我試圖在Wikipedia頁面的段落中找到所有超鏈接的周圍文本,並且我正在做這件事的方式涉及使用xpath tree.xpath("//p/node()")
。事情在大多數鏈接上都能正常工作,並且我能夠找到大多數是<Element a at $mem_location$>
的東西。但是,如果超鏈接是斜體的(請參見下面的示例),xpath node()
僅將其視爲<Element i at $mem_location>
,並且看起來沒有更深。使用xpath node()更深入
這會導致我的代碼錯過超鏈接,並弄亂頁面其餘部分的索引。
例:
<p>The closely related term, <a href="/wiki/title="Mange">mange</a>,
is commonly used with <a href="/wiki/Domestic_animal" title="Domestic animal" class="mw-redirect">domestic animals</a>
(pets) and also livestock and wild mammals, whenever hair-loss is involved.
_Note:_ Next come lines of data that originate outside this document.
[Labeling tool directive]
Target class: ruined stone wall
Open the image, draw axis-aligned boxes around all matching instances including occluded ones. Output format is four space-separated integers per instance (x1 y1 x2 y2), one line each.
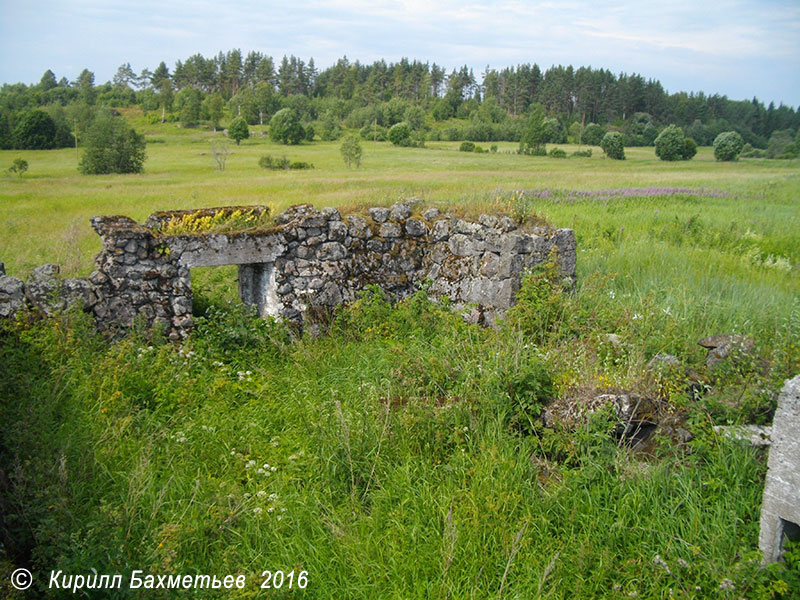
0 203 575 340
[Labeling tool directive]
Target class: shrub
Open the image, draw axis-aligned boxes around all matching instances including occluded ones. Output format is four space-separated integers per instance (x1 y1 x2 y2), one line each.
269 108 305 144
389 121 411 146
358 124 386 142
12 110 56 150
519 104 549 156
600 131 625 160
8 158 28 177
258 154 289 171
655 125 684 161
739 144 767 158
581 123 606 146
228 117 250 146
258 154 314 171
714 131 744 161
78 115 146 175
683 138 697 160
339 134 362 169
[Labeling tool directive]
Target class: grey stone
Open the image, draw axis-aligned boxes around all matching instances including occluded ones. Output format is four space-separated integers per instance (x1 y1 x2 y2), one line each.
478 214 500 229
389 202 411 221
328 221 347 242
77 202 575 340
447 233 485 256
317 242 347 260
431 219 450 242
25 264 65 317
647 353 681 371
378 222 403 238
320 206 342 221
406 219 427 237
0 275 25 317
697 334 755 369
347 215 372 239
758 375 800 563
368 206 391 223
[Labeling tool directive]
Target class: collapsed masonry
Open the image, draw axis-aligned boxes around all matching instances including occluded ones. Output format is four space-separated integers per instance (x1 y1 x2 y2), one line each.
758 375 800 562
0 203 575 340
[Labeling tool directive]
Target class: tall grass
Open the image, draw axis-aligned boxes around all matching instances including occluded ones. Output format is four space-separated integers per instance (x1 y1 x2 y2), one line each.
0 124 800 599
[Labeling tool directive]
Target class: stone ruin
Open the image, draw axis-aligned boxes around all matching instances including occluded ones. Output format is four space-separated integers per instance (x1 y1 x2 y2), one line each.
0 202 576 341
758 375 800 562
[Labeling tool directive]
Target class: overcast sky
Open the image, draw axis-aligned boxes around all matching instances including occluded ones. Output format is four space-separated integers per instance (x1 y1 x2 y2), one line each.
0 0 800 107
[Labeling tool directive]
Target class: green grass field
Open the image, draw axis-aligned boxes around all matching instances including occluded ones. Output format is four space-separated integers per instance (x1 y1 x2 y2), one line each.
0 115 800 599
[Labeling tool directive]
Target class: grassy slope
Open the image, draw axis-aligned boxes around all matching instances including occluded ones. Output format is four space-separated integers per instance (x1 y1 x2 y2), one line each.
0 116 800 598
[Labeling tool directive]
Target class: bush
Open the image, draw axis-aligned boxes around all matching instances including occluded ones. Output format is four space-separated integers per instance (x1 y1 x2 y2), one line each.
358 124 386 142
389 121 411 146
258 154 289 171
269 108 305 144
683 138 697 160
339 134 362 169
458 142 475 152
600 131 625 160
714 131 744 161
581 123 606 146
8 158 28 177
12 110 56 150
739 144 767 158
78 115 146 175
228 117 250 146
655 125 684 161
258 154 314 171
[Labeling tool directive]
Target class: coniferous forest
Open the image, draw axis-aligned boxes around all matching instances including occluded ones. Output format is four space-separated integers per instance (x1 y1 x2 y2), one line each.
0 49 800 158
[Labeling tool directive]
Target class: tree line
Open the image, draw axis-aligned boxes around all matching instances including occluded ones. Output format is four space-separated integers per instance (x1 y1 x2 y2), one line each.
0 49 800 154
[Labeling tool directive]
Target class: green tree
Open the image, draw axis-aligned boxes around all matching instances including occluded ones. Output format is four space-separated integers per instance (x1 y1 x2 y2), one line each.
176 88 203 127
389 121 411 146
207 94 225 131
581 123 606 146
655 125 685 161
78 113 145 175
12 109 56 150
714 131 744 161
600 131 625 160
228 117 250 146
269 108 305 144
683 138 697 160
78 69 97 106
519 104 549 156
8 158 28 177
339 134 362 169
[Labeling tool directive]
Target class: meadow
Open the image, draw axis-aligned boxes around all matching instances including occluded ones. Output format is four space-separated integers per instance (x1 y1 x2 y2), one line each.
0 119 800 599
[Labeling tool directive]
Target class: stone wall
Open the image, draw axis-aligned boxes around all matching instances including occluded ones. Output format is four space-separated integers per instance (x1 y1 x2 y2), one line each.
758 375 800 562
0 203 575 340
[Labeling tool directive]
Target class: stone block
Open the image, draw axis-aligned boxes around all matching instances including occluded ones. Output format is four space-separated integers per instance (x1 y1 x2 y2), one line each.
368 206 391 223
389 202 411 221
758 375 800 563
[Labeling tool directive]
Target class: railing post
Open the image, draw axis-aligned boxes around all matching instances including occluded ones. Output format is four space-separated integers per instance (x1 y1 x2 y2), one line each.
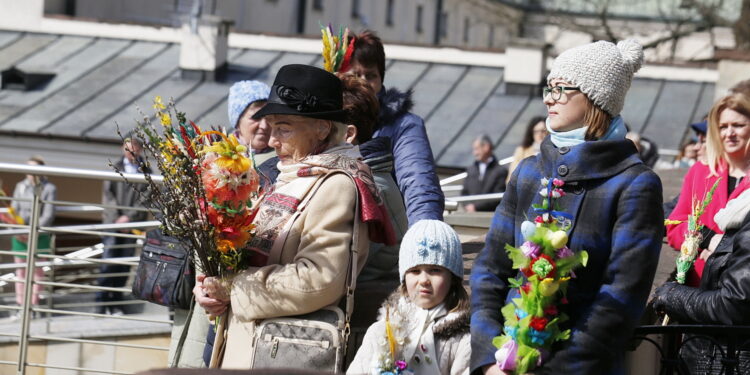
16 181 42 375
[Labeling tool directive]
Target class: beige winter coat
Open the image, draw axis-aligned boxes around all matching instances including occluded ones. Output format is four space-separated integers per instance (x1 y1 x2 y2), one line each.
221 174 370 369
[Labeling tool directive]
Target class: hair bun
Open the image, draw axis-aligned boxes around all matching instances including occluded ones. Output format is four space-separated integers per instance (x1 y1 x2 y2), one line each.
617 39 643 73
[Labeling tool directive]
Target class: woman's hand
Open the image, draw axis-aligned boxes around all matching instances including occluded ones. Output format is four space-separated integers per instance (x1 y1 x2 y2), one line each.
698 234 724 260
193 274 229 319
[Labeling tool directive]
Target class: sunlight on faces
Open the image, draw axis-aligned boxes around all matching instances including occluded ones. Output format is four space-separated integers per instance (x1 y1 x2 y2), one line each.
404 264 451 309
237 101 271 151
265 115 332 165
719 108 750 157
544 78 588 132
346 60 383 94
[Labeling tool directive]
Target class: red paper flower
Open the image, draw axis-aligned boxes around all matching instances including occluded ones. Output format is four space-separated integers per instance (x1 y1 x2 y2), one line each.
544 305 559 316
521 283 531 294
529 317 548 331
521 266 534 277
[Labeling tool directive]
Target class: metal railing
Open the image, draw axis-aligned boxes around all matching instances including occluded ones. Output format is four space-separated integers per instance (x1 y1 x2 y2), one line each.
440 149 679 212
0 163 167 375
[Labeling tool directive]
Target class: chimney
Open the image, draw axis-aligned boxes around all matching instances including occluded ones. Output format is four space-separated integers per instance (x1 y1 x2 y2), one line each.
180 15 232 81
0 0 44 32
505 38 547 95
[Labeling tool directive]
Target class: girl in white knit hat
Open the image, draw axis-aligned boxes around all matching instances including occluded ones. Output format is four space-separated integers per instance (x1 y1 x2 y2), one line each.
346 220 471 375
470 40 664 375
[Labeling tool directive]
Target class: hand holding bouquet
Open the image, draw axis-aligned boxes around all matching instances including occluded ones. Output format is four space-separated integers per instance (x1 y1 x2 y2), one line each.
664 179 721 284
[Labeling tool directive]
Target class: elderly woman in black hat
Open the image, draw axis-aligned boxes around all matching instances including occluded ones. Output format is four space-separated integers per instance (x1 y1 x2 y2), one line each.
194 65 394 368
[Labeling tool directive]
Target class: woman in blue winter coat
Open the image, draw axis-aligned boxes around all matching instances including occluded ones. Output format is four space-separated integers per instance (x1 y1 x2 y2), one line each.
471 41 663 374
350 31 445 226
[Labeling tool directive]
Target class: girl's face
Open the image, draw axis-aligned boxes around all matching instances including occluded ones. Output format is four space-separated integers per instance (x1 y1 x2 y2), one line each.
237 102 271 151
266 115 331 165
544 78 588 132
404 264 451 309
719 108 750 161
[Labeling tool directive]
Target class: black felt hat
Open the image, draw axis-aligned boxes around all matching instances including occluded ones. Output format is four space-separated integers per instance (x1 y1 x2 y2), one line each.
253 64 346 122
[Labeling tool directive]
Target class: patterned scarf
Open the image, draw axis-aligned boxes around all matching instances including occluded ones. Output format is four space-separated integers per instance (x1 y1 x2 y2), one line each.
248 144 396 266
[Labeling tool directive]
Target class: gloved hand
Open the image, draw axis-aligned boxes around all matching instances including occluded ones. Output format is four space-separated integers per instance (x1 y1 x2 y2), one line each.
653 281 679 312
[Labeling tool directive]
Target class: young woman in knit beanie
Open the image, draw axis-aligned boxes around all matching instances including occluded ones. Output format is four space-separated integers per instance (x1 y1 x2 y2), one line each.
471 40 663 374
346 220 471 375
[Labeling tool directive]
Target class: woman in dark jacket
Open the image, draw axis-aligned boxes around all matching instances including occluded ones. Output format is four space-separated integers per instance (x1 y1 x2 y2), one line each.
471 41 663 374
654 184 750 374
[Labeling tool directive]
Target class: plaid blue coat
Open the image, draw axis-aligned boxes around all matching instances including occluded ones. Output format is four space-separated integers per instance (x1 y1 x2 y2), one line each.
471 137 664 374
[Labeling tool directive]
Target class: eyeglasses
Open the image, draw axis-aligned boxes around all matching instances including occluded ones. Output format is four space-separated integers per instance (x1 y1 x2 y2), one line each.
542 86 581 101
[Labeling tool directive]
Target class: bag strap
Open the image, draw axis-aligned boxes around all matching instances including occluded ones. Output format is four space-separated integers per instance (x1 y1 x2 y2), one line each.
268 171 360 346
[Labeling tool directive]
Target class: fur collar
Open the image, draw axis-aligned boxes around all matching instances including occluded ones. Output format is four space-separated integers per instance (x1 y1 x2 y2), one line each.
378 88 414 127
378 288 471 339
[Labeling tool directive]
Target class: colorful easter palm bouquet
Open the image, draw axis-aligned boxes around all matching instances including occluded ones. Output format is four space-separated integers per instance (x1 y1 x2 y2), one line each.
371 301 416 375
320 24 357 73
664 179 721 284
119 96 259 279
492 178 588 374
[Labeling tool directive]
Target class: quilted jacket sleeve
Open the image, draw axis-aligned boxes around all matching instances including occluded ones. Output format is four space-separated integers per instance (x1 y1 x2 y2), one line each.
392 113 445 226
534 170 663 375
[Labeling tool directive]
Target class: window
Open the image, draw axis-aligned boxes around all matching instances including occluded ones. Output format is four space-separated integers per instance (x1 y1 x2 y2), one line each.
416 5 423 33
464 17 469 43
385 0 393 26
438 12 448 38
352 0 359 18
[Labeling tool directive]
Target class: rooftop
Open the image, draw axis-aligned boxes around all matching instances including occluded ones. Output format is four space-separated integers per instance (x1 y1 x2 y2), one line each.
0 31 714 169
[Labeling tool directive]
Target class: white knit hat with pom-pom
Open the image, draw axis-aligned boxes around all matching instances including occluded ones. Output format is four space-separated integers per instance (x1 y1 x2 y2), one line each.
547 39 643 117
398 220 464 282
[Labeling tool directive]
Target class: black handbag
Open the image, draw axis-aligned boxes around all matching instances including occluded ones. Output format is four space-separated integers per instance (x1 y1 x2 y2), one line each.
132 229 195 310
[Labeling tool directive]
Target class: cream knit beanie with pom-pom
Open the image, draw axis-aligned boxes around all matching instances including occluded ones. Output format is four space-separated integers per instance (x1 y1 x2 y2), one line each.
547 39 643 117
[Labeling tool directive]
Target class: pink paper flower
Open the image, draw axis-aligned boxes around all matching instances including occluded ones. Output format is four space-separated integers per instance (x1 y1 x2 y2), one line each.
521 241 542 258
495 340 518 371
396 361 406 371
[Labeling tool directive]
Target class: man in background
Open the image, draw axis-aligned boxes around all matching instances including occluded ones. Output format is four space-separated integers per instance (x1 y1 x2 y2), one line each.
96 137 150 315
461 135 508 212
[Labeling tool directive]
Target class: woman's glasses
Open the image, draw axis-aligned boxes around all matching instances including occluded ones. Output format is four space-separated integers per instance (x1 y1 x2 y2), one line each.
542 86 581 101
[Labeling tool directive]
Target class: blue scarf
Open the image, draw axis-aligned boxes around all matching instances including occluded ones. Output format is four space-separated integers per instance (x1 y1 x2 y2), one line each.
545 116 627 148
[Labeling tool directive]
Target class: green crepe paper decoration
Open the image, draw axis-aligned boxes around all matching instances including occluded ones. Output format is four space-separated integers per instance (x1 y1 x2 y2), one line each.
516 346 541 374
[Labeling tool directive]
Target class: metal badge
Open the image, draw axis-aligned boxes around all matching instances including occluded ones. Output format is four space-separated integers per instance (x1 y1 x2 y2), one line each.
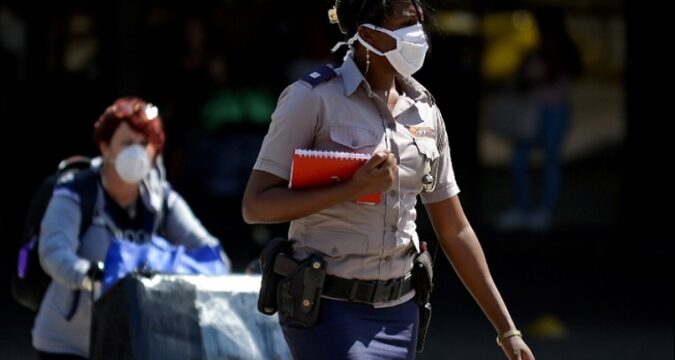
328 6 338 24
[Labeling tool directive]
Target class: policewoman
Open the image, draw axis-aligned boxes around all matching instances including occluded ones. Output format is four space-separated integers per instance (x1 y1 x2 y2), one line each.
242 0 534 360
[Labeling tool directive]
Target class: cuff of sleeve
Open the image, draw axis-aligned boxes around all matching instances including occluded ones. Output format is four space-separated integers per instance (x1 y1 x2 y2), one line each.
253 159 291 180
420 182 459 204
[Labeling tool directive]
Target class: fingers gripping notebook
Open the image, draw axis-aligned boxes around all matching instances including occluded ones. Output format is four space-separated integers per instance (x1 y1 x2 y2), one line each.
288 149 382 205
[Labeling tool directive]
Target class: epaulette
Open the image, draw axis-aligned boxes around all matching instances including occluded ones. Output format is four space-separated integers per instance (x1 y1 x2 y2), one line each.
301 65 337 87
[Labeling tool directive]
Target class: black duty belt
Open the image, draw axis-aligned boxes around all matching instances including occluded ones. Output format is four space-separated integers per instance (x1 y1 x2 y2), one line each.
274 254 413 304
323 274 412 304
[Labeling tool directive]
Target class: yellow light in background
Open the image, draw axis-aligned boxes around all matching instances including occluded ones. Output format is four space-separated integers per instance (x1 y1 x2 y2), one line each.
435 11 480 36
480 10 539 80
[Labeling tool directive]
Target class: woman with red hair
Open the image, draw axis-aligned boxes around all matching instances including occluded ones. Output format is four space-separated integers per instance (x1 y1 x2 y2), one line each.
33 98 229 359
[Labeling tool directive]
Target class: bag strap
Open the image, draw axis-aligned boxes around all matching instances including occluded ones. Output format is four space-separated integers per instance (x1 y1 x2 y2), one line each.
66 169 99 321
73 169 99 239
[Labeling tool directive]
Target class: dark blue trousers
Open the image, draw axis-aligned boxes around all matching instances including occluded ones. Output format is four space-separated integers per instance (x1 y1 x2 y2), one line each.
280 299 419 360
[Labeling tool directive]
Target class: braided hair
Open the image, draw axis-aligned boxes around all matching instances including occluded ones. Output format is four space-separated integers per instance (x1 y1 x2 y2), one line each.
335 0 424 39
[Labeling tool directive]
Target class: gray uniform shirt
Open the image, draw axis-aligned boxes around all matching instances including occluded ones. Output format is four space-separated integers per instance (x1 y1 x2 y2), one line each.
33 166 229 357
254 58 459 305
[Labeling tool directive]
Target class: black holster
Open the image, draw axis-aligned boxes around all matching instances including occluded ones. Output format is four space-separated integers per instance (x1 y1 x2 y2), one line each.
258 238 291 315
277 254 326 327
413 251 434 352
258 238 326 327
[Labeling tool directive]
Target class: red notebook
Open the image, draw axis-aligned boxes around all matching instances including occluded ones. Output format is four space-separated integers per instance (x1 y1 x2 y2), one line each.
288 149 382 205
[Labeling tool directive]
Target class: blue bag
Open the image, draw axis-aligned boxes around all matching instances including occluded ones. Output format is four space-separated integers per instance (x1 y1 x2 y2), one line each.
102 236 230 291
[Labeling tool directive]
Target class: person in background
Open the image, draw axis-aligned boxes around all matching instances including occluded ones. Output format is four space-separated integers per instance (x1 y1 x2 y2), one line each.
497 8 582 231
33 97 230 359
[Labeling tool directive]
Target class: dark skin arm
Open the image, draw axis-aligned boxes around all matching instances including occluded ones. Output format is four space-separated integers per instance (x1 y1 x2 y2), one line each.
426 196 534 360
242 152 397 224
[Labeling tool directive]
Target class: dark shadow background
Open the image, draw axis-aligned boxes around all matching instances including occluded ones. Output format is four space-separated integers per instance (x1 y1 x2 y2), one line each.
0 0 673 360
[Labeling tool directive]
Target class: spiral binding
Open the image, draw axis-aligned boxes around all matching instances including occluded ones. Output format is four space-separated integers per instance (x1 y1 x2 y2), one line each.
295 149 371 160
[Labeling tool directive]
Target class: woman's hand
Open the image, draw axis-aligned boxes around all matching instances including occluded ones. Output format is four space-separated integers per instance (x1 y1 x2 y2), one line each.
501 336 534 360
350 151 398 198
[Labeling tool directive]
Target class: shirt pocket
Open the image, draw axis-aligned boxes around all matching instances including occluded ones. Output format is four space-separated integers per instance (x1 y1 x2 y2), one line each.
330 126 379 152
413 137 439 161
303 229 368 260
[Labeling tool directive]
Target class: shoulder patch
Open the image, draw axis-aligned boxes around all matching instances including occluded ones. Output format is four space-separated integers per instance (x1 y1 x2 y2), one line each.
301 65 337 87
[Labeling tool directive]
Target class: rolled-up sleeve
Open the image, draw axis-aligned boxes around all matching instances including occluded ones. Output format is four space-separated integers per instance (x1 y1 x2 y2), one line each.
38 193 90 289
253 81 320 180
420 105 459 204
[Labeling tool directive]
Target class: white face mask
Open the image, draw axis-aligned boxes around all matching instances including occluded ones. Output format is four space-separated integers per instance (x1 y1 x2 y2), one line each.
115 144 150 184
354 23 429 76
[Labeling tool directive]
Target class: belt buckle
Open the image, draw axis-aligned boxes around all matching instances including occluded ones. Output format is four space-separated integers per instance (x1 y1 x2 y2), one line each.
373 279 403 303
349 279 377 304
<i><a href="/wiki/Sarcoptes" title="Sarcoptes">Sarcoptes</a></i>
and <i><a href="/wiki/Demodex" title="Demodex">Demodex</a></i>
species are involved in mange, both of these genera are also involved in human skin diseases (by
convention only, not called mange). <i>Sarcoptes</i> in humans is especially
severe symptomatically, and causes the condition known as
<a href="/wiki/Scabies" title="Scabies">scabies</a>.</p>
的node()
爭奪「疥癬」,「家畜」和「疥瘡」正確,但相當多的跳躍「疥」和「蠕形蟎」和螺釘了索引,因爲我篩選出的節點是<Element a at $mem_location$>
而不是<Element i at $mem_location$>
。
有沒有辦法更深入地看node()
?我在文檔中找不到任何內容。
編輯:我的xpath現在是"//p/node()"
,但它只抓取最外層的元素層。大多數情況下它是<a>
,這很棒,但如果它包裹在<i>
圖層中,它只能抓住它。我詢問是否有辦法進一步檢查,以便我能夠在<i>
包裝中找到<a>
。
相關的代碼如下: 樹= etree.HTML(讀)
titles = list(tree.xpath('//p//a[contains(@href,\"/wiki/\")]/@title')) #extracts the titles of all hyperlinks in section paragraphs
hyperlinks = list(tree.xpath('//p//a[contains(@href,\"/wiki/\")]/text()'))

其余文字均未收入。